Freightliner is an American-owned rail-freight and logistics company which was created in 1995 encompassing the container trans-shipment business of the former state-owned British Railways.
The Freightliner terminal extends to 8 ha (20 acres), occupying the policies of the former Gartsherrie House, which had been the home of coal-owner and iron-master William Baird (1796 - 1864). The terminal comprises eight railway sidings, served by overhead gantry cranes, which transfer shipping containers between lorries and railway cars. The M8 motorway is located 2 miles (3 km) to the south, providing access to Scotland's principal cities.

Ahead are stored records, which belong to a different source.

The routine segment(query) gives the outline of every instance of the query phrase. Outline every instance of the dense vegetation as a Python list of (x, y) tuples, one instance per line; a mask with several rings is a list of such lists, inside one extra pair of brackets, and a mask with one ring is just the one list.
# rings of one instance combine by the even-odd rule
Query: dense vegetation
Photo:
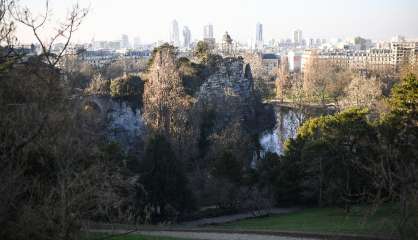
[[(93, 69), (65, 49), (52, 54), (55, 38), (49, 47), (40, 42), (42, 54), (27, 56), (14, 48), (14, 21), (39, 36), (37, 20), (14, 1), (0, 4), (1, 239), (79, 239), (85, 221), (174, 223), (204, 207), (234, 212), (298, 204), (352, 213), (364, 203), (394, 205), (399, 236), (418, 237), (415, 75), (404, 75), (384, 98), (354, 94), (380, 85), (346, 81), (343, 69), (315, 70), (305, 87), (292, 85), (295, 102), (307, 96), (325, 104), (344, 95), (348, 106), (383, 99), (386, 107), (343, 107), (309, 119), (277, 156), (261, 151), (259, 134), (274, 126), (274, 115), (249, 65), (248, 96), (225, 89), (219, 101), (199, 99), (224, 61), (242, 59), (223, 59), (204, 42), (192, 60), (179, 58), (165, 44), (147, 66)], [(85, 14), (76, 6), (57, 36), (71, 36)], [(303, 88), (312, 92), (299, 94)], [(83, 101), (92, 95), (142, 103), (147, 129), (135, 151), (106, 135), (106, 117)]]
[(276, 201), (339, 206), (396, 203), (403, 238), (417, 235), (418, 80), (396, 85), (380, 117), (351, 109), (306, 121), (282, 157), (267, 157), (260, 171)]

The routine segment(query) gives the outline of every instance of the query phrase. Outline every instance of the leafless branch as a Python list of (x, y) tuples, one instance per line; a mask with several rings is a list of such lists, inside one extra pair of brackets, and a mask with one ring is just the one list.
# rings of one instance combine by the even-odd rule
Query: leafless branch
[[(41, 46), (43, 56), (51, 66), (56, 66), (59, 63), (71, 42), (74, 32), (79, 29), (83, 19), (88, 13), (87, 8), (81, 8), (79, 4), (74, 5), (65, 20), (60, 23), (55, 30), (55, 34), (52, 34), (49, 41), (44, 41), (41, 37), (41, 33), (42, 29), (47, 26), (47, 20), (49, 19), (50, 9), (48, 0), (45, 0), (45, 12), (40, 17), (33, 16), (28, 7), (22, 8), (16, 4), (12, 4), (8, 9), (14, 20), (28, 27), (32, 31), (37, 42)], [(51, 54), (52, 48), (60, 39), (64, 40), (64, 47), (54, 56)]]

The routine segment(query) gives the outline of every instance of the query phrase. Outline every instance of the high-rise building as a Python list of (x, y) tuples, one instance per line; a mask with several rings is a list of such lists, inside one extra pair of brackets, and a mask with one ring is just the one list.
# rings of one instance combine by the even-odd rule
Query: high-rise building
[(170, 25), (170, 43), (176, 47), (180, 46), (179, 24), (177, 20), (173, 20)]
[(302, 44), (302, 30), (298, 29), (293, 32), (293, 43), (295, 45), (301, 45)]
[(122, 35), (122, 40), (121, 40), (120, 45), (121, 45), (121, 48), (129, 48), (130, 47), (128, 35), (126, 35), (126, 34)]
[(310, 38), (309, 39), (309, 47), (310, 48), (314, 48), (315, 47), (315, 39), (313, 39), (313, 38)]
[(213, 37), (212, 24), (208, 24), (203, 27), (203, 41), (209, 46), (210, 49), (215, 49), (216, 41)]
[(141, 48), (141, 38), (140, 37), (135, 37), (134, 38), (134, 48), (135, 49), (140, 49)]
[(263, 24), (257, 23), (255, 29), (255, 45), (257, 49), (263, 48)]
[(190, 48), (190, 43), (192, 39), (192, 33), (187, 26), (183, 28), (183, 47)]
[(203, 39), (213, 38), (213, 25), (208, 24), (203, 27)]

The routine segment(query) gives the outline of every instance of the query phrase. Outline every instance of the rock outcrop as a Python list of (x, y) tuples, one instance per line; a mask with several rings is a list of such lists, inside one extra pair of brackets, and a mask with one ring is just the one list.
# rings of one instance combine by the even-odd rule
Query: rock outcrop
[[(197, 106), (215, 109), (223, 121), (254, 118), (254, 84), (249, 65), (242, 58), (224, 58), (200, 87)], [(219, 115), (219, 114), (218, 114)]]

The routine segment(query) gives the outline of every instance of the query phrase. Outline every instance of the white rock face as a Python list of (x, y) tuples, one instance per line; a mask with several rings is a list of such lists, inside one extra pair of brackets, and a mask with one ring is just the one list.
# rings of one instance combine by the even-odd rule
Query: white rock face
[(145, 132), (141, 111), (127, 101), (109, 101), (107, 121), (110, 137), (122, 145), (129, 146)]
[(302, 117), (292, 110), (282, 111), (277, 109), (276, 111), (276, 127), (260, 137), (260, 144), (264, 152), (282, 155), (286, 140), (296, 137)]

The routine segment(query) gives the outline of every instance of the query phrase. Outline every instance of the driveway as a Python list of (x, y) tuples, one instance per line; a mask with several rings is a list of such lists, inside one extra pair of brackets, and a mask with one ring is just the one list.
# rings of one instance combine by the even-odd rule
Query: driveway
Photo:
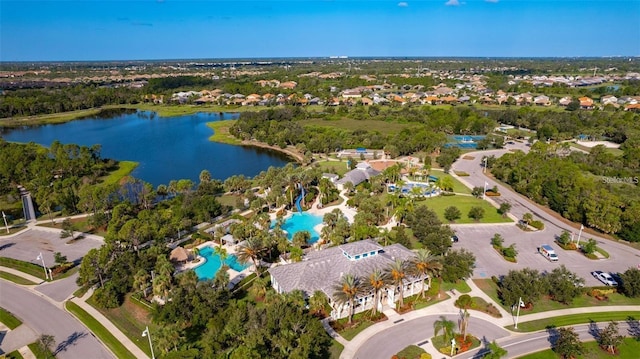
[(48, 300), (4, 280), (0, 280), (0, 293), (0, 307), (15, 314), (38, 336), (55, 337), (57, 358), (113, 358), (78, 320)]
[[(459, 159), (453, 165), (455, 171), (464, 171), (469, 173), (468, 177), (461, 177), (460, 179), (467, 182), (471, 186), (483, 187), (485, 181), (488, 183), (488, 187), (498, 186), (500, 197), (491, 197), (497, 203), (509, 202), (512, 205), (511, 213), (517, 218), (522, 218), (524, 213), (532, 213), (536, 219), (540, 219), (545, 224), (545, 228), (538, 232), (524, 232), (517, 228), (514, 224), (512, 226), (505, 225), (458, 225), (454, 226), (460, 242), (455, 244), (454, 247), (463, 247), (471, 250), (477, 258), (476, 270), (474, 271), (474, 277), (486, 278), (492, 275), (506, 274), (509, 269), (521, 269), (525, 267), (535, 268), (540, 271), (550, 271), (553, 268), (564, 264), (569, 270), (578, 273), (586, 280), (587, 285), (598, 285), (598, 282), (590, 274), (594, 270), (603, 270), (609, 272), (623, 272), (629, 267), (635, 267), (640, 263), (640, 251), (633, 249), (621, 243), (617, 243), (611, 240), (604, 239), (602, 237), (582, 234), (581, 241), (586, 241), (589, 238), (593, 238), (598, 242), (598, 246), (603, 248), (610, 254), (609, 259), (590, 260), (583, 256), (578, 251), (564, 251), (556, 244), (554, 239), (560, 235), (564, 229), (575, 233), (577, 239), (578, 230), (563, 221), (556, 219), (555, 217), (547, 214), (540, 209), (535, 203), (530, 201), (524, 196), (521, 196), (512, 190), (497, 184), (495, 181), (485, 176), (482, 173), (482, 157), (487, 155), (494, 155), (500, 157), (507, 153), (508, 150), (490, 150), (479, 151), (465, 154), (467, 158), (474, 157), (473, 159)], [(509, 246), (512, 243), (516, 244), (518, 250), (518, 263), (512, 264), (506, 262), (498, 253), (493, 250), (490, 245), (491, 237), (495, 233), (500, 233), (505, 239), (505, 246)], [(537, 253), (537, 248), (542, 244), (551, 244), (556, 253), (558, 254), (559, 261), (551, 263), (544, 259)]]

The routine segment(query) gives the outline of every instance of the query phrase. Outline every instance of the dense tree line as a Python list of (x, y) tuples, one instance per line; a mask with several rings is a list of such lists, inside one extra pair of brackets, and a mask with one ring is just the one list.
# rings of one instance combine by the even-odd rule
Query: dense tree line
[(137, 89), (95, 85), (5, 91), (0, 101), (0, 118), (85, 110), (104, 105), (136, 104), (140, 97)]
[[(622, 159), (605, 155), (600, 149), (589, 155), (566, 156), (559, 146), (540, 141), (526, 155), (507, 153), (492, 161), (491, 168), (496, 178), (571, 221), (638, 241), (640, 190), (637, 174), (632, 172), (637, 168), (638, 151), (626, 151)], [(584, 170), (592, 175), (586, 175), (589, 172)], [(629, 181), (615, 183), (608, 180), (611, 178)]]

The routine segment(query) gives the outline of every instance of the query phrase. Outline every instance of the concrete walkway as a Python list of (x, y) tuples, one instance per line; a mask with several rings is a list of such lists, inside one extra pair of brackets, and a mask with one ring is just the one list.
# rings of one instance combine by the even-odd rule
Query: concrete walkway
[[(18, 270), (12, 269), (12, 268), (0, 267), (0, 270), (5, 271), (7, 273), (11, 273), (11, 274), (17, 275), (19, 277), (28, 279), (28, 280), (36, 282), (36, 283), (44, 282), (42, 279), (36, 278), (36, 277), (34, 277), (32, 275), (20, 272)], [(66, 311), (66, 308), (64, 307), (64, 303), (65, 303), (66, 300), (57, 301), (57, 300), (55, 300), (53, 298), (50, 298), (49, 296), (38, 292), (35, 289), (36, 286), (34, 286), (34, 285), (19, 285), (19, 284), (16, 284), (16, 285), (18, 285), (20, 287), (23, 287), (23, 288), (25, 288), (25, 289), (37, 294), (39, 297), (48, 300), (49, 302), (51, 302), (52, 304), (54, 304), (58, 308), (64, 309)], [(89, 315), (94, 317), (98, 322), (100, 322), (100, 324), (102, 324), (114, 337), (116, 337), (116, 339), (120, 343), (122, 343), (122, 345), (124, 345), (127, 348), (127, 350), (129, 350), (136, 358), (149, 358), (149, 356), (147, 356), (147, 354), (145, 354), (135, 343), (133, 343), (126, 335), (124, 335), (124, 333), (122, 333), (122, 331), (120, 329), (118, 329), (113, 323), (111, 323), (111, 321), (109, 319), (107, 319), (104, 315), (102, 315), (102, 313), (100, 313), (94, 307), (92, 307), (91, 305), (87, 304), (86, 301), (87, 301), (87, 299), (89, 299), (91, 297), (92, 294), (93, 294), (93, 290), (89, 290), (89, 291), (87, 291), (87, 293), (82, 298), (72, 297), (70, 300), (72, 302), (74, 302), (75, 304), (77, 304), (80, 308), (84, 309), (87, 313), (89, 313)], [(69, 313), (69, 314), (71, 314), (71, 313)], [(71, 315), (73, 316), (73, 314), (71, 314)], [(20, 327), (18, 327), (18, 328), (20, 328)], [(18, 329), (18, 328), (16, 328), (16, 329)], [(140, 334), (142, 335), (142, 333), (140, 333)], [(100, 340), (100, 338), (98, 338), (97, 336), (94, 335), (94, 337), (97, 340), (99, 340), (100, 342), (102, 342)], [(107, 350), (109, 350), (109, 348), (106, 345), (104, 345), (104, 343), (102, 343), (102, 344)], [(28, 350), (28, 348), (27, 348), (27, 350)], [(109, 350), (109, 352), (111, 352), (111, 351)], [(27, 358), (27, 356), (24, 356), (24, 357)], [(35, 358), (35, 356), (33, 356), (33, 353), (31, 353), (31, 356), (29, 358)]]
[[(91, 295), (93, 295), (93, 289), (88, 290), (87, 293), (85, 293), (85, 295), (82, 298), (73, 297), (71, 298), (71, 301), (77, 304), (80, 308), (84, 309), (87, 313), (89, 313), (89, 315), (94, 317), (98, 322), (100, 322), (100, 324), (102, 324), (109, 331), (109, 333), (111, 333), (114, 337), (116, 337), (116, 339), (120, 343), (122, 343), (122, 345), (124, 345), (127, 348), (127, 350), (129, 350), (131, 354), (133, 354), (136, 358), (148, 358), (149, 356), (147, 356), (147, 354), (145, 354), (145, 352), (143, 352), (142, 349), (138, 348), (137, 345), (135, 345), (126, 335), (124, 335), (124, 333), (122, 333), (120, 329), (118, 329), (115, 325), (113, 325), (113, 323), (111, 323), (109, 319), (107, 319), (104, 315), (102, 315), (102, 313), (100, 313), (96, 308), (87, 304), (87, 300), (91, 298)], [(140, 335), (142, 335), (142, 333), (140, 333)], [(96, 338), (100, 340), (100, 338), (98, 337)], [(102, 342), (102, 340), (100, 341)], [(105, 347), (107, 346), (105, 345)]]
[[(0, 271), (7, 272), (18, 277), (22, 277), (26, 280), (32, 281), (34, 284), (41, 284), (44, 282), (42, 278), (34, 277), (31, 274), (27, 274), (13, 268), (0, 266)], [(44, 269), (42, 270), (42, 274), (44, 274)]]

Opened in 1968, Coatbridge is the only remaining of four similar facilities in Scotland, designed as part of a nationwide network of intermodal depots supported by the liner train system, which came about as a recommendation of the Beeching Report in 1963 to try to bring domestic freight back onto the railways in the face of growing competition from road transport. The domestic Freightliner service was failing in the 1980s and depots in Aberdeen, Dundee and Edinburgh were all closed. A revitalised service evolved to handle international traffic from ship to national rail to road transportation and vice versa. Scottish whisky exports are a key component of rail operations at Coatbridge.
Regular train services connect Coatbridge terminal with Britain's five principal deep-water sea ports (Felixstowe, Liverpool, London Thamesport, Southampton and Tilbury), together with the Daventry International Rail Freight Terminal in Northamptonshire. In addition to Freightliner's own services, the terminal currently also handles trains for Direct Rail Services Ltd.